Dans son Séminaire livre xi, Jacques Lacan distingue et oppose vision et regard. À partir de son exemple de la boîte de sardines, il localise le regard comme extérieur produisant un effet retour sur le sujet, ce qui constitue le tableau : « dans le champ scopique, le regard est au-dehors, je suis regardé, c’est-à-dire je suis tableau. »[3] L’année précédente, il situait déjà dans cette même perspective le blanc de l’œil de l’aveugle comme exemplatif de ce qui me regarde comme sujet.[4]

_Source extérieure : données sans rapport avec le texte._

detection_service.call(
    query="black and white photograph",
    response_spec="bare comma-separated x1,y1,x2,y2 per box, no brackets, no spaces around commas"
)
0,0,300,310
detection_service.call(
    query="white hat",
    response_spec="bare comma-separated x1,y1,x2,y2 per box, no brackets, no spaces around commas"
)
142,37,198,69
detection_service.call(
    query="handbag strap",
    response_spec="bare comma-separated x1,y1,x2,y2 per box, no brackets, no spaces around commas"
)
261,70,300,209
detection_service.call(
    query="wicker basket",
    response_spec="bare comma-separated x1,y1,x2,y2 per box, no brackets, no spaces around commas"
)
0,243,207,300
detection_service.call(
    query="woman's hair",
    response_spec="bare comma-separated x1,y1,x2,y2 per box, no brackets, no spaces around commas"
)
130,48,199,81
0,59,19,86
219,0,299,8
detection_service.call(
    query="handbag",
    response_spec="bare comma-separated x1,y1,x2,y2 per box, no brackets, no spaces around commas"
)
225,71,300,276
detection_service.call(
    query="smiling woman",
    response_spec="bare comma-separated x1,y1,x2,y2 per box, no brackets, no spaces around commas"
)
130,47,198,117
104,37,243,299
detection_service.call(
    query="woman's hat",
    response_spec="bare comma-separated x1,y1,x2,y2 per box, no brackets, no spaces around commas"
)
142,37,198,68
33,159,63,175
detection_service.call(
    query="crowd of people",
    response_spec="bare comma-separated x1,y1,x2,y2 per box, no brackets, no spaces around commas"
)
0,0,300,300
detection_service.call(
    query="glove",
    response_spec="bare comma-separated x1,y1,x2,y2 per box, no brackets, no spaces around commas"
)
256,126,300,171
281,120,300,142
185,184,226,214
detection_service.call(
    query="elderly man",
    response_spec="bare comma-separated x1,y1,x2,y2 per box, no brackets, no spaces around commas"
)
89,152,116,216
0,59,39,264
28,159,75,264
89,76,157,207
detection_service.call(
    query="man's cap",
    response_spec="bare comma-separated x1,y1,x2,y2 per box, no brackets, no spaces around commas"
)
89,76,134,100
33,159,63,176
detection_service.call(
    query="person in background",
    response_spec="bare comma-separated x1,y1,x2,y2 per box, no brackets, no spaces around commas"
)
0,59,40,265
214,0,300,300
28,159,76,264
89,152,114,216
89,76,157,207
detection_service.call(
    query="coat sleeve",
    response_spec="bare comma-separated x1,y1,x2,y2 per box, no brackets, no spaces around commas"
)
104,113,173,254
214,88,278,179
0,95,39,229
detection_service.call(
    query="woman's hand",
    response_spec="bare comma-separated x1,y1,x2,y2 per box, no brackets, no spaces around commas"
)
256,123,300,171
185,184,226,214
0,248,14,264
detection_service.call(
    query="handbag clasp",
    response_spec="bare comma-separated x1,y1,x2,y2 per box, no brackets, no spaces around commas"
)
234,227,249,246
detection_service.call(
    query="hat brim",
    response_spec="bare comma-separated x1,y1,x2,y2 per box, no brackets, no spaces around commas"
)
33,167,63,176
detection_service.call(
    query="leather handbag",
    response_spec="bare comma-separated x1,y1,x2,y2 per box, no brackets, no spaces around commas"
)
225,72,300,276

En 1952, Moondog rencontre Mary Suzuko Whiteing qui lui donnera une fille ; leur relation durera huit ans. Suite à une période trouble entre eux, Suzuko y mettra fin subitement après qu’elle a surpris Louis touchant le corps de leur fille âgée de sept ans, en l’habillant. S’en suivra un procès, qualifié par l’auteur de sordide, où Louis plaidera coupable pour en être quitte. Le regard posé par Suzuko devant la cour, dressant le tableau d’un père abuseur, aura des conséquences puisqu’il sera condamné à cent un jours de prison. Louis expliquera plus tard qu’il n’en était rien et que la toucher était pour lui son seul moyen de voir sa fille. Il ne la reverra néanmoins que bien plus tard, à l’initiative de Suzuko.

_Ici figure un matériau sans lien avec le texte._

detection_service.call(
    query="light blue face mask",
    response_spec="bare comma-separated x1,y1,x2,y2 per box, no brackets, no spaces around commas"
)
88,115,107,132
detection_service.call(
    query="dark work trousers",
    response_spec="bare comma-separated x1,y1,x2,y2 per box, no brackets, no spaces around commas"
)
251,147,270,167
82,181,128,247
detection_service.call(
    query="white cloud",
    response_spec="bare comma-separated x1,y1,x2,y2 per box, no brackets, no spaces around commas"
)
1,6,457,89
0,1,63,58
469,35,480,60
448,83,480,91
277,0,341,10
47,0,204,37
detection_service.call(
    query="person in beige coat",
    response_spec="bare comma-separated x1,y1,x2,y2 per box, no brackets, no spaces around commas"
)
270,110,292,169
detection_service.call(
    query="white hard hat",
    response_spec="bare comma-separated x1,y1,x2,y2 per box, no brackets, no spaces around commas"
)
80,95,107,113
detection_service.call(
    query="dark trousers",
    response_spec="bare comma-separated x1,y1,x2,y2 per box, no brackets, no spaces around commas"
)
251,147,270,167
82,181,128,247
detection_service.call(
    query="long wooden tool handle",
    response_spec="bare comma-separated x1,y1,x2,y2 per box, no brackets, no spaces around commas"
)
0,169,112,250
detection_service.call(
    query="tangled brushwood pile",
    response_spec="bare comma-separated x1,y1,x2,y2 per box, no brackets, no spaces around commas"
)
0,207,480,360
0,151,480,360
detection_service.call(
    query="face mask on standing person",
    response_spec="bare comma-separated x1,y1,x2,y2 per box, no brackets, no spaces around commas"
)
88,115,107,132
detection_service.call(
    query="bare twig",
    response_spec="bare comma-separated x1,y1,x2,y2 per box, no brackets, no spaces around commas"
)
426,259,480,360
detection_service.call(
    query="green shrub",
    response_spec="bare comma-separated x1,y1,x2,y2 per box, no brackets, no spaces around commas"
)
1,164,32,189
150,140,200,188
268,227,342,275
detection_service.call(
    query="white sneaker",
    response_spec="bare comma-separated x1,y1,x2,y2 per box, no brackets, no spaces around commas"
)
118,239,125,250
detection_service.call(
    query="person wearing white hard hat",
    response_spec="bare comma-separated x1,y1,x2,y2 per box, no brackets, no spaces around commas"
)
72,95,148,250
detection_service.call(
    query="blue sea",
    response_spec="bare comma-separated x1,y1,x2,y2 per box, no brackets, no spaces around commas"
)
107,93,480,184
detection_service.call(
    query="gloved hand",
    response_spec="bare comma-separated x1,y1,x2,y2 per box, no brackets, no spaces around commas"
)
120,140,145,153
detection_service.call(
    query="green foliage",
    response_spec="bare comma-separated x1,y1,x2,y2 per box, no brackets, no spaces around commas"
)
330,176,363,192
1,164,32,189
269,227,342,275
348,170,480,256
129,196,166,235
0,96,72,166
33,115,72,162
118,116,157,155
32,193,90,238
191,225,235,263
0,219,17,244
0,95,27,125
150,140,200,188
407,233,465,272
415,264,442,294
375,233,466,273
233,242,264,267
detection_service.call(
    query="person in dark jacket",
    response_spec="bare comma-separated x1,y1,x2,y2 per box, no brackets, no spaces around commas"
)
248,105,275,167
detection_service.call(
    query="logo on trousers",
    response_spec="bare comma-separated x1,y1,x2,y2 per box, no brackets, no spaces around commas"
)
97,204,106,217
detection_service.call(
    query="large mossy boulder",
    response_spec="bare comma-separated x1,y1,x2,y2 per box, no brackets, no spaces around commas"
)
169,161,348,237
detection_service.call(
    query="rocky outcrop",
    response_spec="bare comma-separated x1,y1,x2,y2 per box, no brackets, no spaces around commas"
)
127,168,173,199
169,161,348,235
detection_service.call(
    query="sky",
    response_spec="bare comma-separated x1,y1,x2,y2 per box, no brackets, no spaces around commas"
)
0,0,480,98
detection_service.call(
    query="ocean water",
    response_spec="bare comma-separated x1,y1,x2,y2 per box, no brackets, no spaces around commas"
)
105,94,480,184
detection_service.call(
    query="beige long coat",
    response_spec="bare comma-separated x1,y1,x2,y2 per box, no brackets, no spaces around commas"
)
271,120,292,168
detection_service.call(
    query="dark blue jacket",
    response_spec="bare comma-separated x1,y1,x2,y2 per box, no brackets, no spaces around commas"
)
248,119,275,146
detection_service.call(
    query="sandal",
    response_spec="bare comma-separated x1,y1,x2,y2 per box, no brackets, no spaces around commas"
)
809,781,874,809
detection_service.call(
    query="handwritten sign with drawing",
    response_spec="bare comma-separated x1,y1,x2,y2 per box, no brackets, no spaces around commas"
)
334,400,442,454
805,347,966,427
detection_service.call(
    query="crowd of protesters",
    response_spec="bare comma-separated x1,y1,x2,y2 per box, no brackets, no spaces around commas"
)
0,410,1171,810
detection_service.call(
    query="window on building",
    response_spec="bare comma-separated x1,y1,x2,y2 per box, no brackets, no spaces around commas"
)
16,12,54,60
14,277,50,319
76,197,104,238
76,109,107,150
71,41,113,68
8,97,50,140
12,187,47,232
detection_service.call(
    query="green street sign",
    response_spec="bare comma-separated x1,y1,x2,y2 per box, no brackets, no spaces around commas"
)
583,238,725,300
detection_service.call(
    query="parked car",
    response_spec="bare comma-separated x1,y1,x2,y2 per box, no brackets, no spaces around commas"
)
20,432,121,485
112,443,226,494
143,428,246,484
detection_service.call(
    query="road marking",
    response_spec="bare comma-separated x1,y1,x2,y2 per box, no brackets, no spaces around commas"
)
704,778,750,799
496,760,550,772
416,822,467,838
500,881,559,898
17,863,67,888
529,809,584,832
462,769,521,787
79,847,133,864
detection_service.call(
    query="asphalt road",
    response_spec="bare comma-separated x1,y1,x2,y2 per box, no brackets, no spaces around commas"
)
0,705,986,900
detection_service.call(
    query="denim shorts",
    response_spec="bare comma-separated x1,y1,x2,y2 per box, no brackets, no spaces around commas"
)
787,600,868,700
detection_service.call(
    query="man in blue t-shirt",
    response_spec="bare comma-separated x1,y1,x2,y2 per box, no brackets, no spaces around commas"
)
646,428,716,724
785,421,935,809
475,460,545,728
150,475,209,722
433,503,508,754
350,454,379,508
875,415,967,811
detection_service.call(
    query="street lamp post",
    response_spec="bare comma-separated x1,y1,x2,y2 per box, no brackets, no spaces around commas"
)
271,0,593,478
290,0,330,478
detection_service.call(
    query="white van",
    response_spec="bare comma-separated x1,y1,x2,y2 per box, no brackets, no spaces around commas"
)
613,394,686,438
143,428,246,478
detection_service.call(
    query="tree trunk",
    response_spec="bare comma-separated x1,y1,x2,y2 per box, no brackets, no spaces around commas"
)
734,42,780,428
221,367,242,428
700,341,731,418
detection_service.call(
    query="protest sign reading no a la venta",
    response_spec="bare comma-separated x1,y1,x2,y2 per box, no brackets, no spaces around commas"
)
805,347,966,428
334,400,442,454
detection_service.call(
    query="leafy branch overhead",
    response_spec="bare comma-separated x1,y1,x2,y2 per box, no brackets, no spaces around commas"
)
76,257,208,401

Sans trancher sur cet événement, Cornut dresse un portrait nuancé de cet artiste hors norme dont il qualifie la personnalité de mégalomaniaque. Moondog ayant « trouvé » un code « aussi vieux que le son lui-même »[5] en provenance « d’une intelligence surhumaine »[6], il mettra en œuvre dans The Creation, une symphonie en un mouvement de mille mesures, nécessitant quatre chefs d’orchestre pour la diriger, œuvre composée pendant les trente dernières années de sa vie.

Illustration : Pochette de l’album «Moondog rare material»

Moondog at his regular post, NYC 1963

Moondog at his regular post, NYC 1963

Diane Arbus : Moondog at his regular post – NYC 1963


[1]     Cornut A., « Moondog », Le mot et le reste, 2014, p. 17.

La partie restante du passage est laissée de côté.